Following the American Civil War Sesquicentennial with day by day writings of the time, currently 1863.

by John Beauchamp Jones

            JULY 9TH.—The sad tidings from Vicksburg have been confirmed by subsequent accounts. The number of men fit for duty on the day of capitulation was only a little upwards of 7000. Flour was selling at $400 per barrel! This betrays the extremity to which they had been reduced.

            A dispatch to-day states that Grant, with 100,000 men (supposed), is marching on Jackson, to give Johnston battle. But Johnston will retire—he has not men enough to withstand him, until he leads him farther into the interior. If beaten, Mobile might fall.

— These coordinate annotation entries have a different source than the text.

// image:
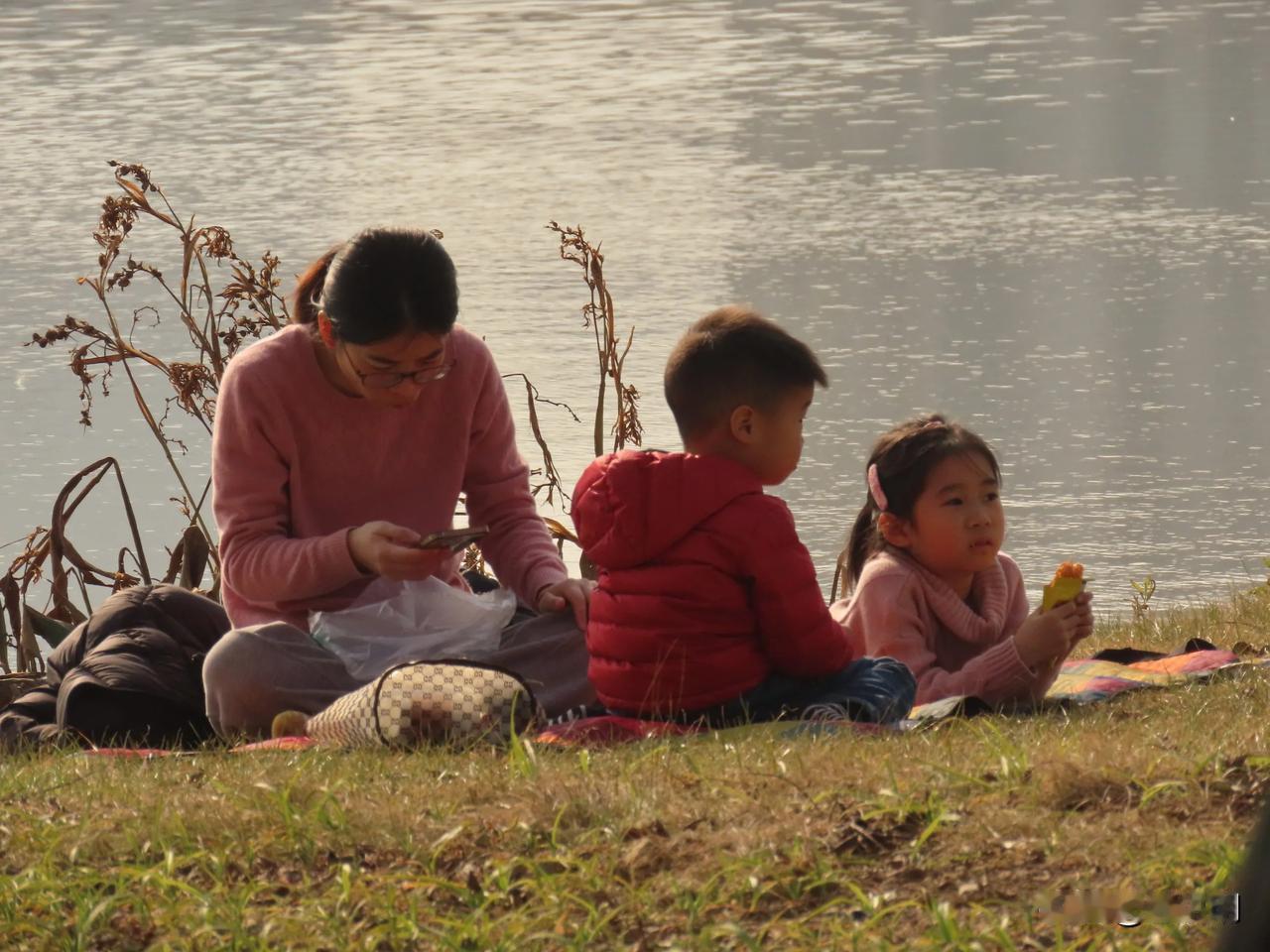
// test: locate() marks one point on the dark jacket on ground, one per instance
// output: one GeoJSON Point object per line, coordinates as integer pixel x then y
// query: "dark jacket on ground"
{"type": "Point", "coordinates": [130, 674]}
{"type": "Point", "coordinates": [703, 587]}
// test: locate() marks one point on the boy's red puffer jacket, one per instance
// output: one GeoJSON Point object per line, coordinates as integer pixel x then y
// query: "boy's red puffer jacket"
{"type": "Point", "coordinates": [703, 585]}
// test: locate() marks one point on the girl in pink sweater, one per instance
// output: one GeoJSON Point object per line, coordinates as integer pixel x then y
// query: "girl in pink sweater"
{"type": "Point", "coordinates": [931, 587]}
{"type": "Point", "coordinates": [338, 443]}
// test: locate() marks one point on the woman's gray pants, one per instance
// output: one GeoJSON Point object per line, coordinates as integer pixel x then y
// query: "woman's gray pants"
{"type": "Point", "coordinates": [254, 673]}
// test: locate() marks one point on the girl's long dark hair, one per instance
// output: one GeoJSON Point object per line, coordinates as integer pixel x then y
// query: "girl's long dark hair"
{"type": "Point", "coordinates": [380, 284]}
{"type": "Point", "coordinates": [905, 457]}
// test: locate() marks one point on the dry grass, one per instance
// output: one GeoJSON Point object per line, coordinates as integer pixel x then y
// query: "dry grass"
{"type": "Point", "coordinates": [744, 839]}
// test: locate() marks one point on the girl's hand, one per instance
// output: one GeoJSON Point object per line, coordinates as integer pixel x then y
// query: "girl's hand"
{"type": "Point", "coordinates": [563, 594]}
{"type": "Point", "coordinates": [1047, 636]}
{"type": "Point", "coordinates": [388, 549]}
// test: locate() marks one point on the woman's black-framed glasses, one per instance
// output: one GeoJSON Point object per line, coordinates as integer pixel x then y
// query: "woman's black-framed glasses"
{"type": "Point", "coordinates": [386, 380]}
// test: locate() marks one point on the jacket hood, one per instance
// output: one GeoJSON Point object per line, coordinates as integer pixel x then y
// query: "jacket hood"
{"type": "Point", "coordinates": [631, 507]}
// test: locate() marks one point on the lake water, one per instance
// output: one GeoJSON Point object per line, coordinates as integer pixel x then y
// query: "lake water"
{"type": "Point", "coordinates": [1049, 220]}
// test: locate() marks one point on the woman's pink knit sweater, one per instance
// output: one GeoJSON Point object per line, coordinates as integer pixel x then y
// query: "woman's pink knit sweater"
{"type": "Point", "coordinates": [296, 463]}
{"type": "Point", "coordinates": [952, 645]}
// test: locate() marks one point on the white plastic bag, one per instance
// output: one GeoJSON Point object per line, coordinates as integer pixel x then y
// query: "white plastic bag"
{"type": "Point", "coordinates": [411, 621]}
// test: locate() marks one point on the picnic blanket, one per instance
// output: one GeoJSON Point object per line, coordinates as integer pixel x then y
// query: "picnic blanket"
{"type": "Point", "coordinates": [1080, 680]}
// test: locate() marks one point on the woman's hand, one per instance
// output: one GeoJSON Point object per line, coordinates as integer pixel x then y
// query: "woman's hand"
{"type": "Point", "coordinates": [1048, 636]}
{"type": "Point", "coordinates": [388, 549]}
{"type": "Point", "coordinates": [563, 594]}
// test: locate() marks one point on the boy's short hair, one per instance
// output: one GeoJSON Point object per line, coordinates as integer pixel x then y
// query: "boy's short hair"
{"type": "Point", "coordinates": [733, 357]}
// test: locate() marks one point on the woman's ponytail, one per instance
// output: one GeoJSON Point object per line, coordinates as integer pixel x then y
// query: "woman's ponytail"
{"type": "Point", "coordinates": [309, 286]}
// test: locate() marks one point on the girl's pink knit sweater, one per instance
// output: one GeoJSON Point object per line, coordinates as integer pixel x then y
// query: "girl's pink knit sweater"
{"type": "Point", "coordinates": [952, 647]}
{"type": "Point", "coordinates": [296, 463]}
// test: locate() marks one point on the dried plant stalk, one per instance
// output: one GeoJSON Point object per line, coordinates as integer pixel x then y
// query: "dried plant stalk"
{"type": "Point", "coordinates": [610, 354]}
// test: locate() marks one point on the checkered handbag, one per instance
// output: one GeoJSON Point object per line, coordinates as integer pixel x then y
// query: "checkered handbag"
{"type": "Point", "coordinates": [431, 702]}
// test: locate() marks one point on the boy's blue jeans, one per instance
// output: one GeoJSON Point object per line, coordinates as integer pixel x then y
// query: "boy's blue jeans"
{"type": "Point", "coordinates": [871, 689]}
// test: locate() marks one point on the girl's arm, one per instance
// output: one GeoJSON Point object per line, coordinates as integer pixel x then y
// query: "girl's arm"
{"type": "Point", "coordinates": [497, 483]}
{"type": "Point", "coordinates": [250, 472]}
{"type": "Point", "coordinates": [885, 611]}
{"type": "Point", "coordinates": [1043, 674]}
{"type": "Point", "coordinates": [798, 633]}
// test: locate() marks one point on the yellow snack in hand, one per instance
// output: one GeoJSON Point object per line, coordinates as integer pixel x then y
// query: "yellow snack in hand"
{"type": "Point", "coordinates": [1067, 584]}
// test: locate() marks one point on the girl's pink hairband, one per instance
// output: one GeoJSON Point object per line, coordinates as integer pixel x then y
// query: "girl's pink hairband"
{"type": "Point", "coordinates": [875, 489]}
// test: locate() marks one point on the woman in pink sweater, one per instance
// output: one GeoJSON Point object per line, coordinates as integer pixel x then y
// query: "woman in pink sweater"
{"type": "Point", "coordinates": [339, 442]}
{"type": "Point", "coordinates": [931, 587]}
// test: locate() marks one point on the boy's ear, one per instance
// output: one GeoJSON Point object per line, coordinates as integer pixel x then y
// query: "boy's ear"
{"type": "Point", "coordinates": [894, 530]}
{"type": "Point", "coordinates": [740, 422]}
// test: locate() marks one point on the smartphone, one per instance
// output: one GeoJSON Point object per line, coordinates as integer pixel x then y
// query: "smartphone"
{"type": "Point", "coordinates": [453, 539]}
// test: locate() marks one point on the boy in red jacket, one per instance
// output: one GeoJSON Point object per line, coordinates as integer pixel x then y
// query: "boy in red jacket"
{"type": "Point", "coordinates": [707, 606]}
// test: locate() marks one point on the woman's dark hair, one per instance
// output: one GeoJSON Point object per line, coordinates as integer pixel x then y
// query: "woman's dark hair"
{"type": "Point", "coordinates": [905, 457]}
{"type": "Point", "coordinates": [380, 284]}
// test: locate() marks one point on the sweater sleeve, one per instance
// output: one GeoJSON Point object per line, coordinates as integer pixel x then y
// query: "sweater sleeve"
{"type": "Point", "coordinates": [497, 483]}
{"type": "Point", "coordinates": [250, 474]}
{"type": "Point", "coordinates": [885, 610]}
{"type": "Point", "coordinates": [1044, 674]}
{"type": "Point", "coordinates": [798, 634]}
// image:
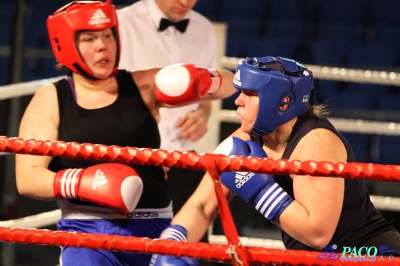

            We have no particulars yet—no comments of the Southern generals under Pemberton. But the fall of the place has cast a gloom over everything.

            The fall of Vicksburg, alone, does not make this the darkest day of the war, as it is undoubtedly. The news from Lee’s army is appalling. After the battle of Friday, the accounts from Martinsburg now state, he fell back toward Hagerstown, followed by the enemy, fighting but little on the way. Instead of 40,000 we have only 4000 prisoners. How many we have lost, we know not. The Potomac is, perhaps, too high for him to pass it—and there are probably 15,000 of the enemy immediately in his rear! Such are the gloomy accounts from Martinsburg.

            Our telegraph operators are great liars, or else they have been made the dupes of spies and traitors. That the cause has suffered much, and may be ruined by the toleration of disloyal persons within our lines, who have kept the enemy informed of all our movements, there can be no doubt.

            The following is Gen. Johnston’s dispatch announcing the fall of Vicksburg:

“JACKSON, July 7th, 1863.

“HON. J. A. SEDDON, SECRETARY OF WAR.
            “Vicksburg capitulated on the 4th inst. The garrison was paroled, and are to be returned to our lines, the officers retaining their side-arms and personal baggage.
            “This intelligence was brought by an officer who left the place on Sunday, the 5th.

“J. E. JOHNSTON, General.”

            We get nothing from Lee himself. Gen. Cooper, the Secretary of War, and Gen. Hill went to the President’s office about one o’clock. They seemed in haste, and excited. The President, too, is sick, and ought not to attend to business. It will kill him, perhaps.

            There is serious anxiety now for the fate of Richmond. Will Meade be here in a few weeks? Perhaps so—but, then, Lee may not have quite completed his raid beyond the Potomac.

            The Baltimore American, no doubt in some trepidation for the quiescence of that city, gets up a most glowing account of “Meade’s victory”—if it should, indeed, in the sequel, prove to have been one. That Lee fell back, is true; but how many men were lost on each side in killed, wounded, and prisoners—how many guns were taken, and what may be the result of the operations in Pennsylvania and Maryland—of which we have as yet such imperfect accounts—will soon be known.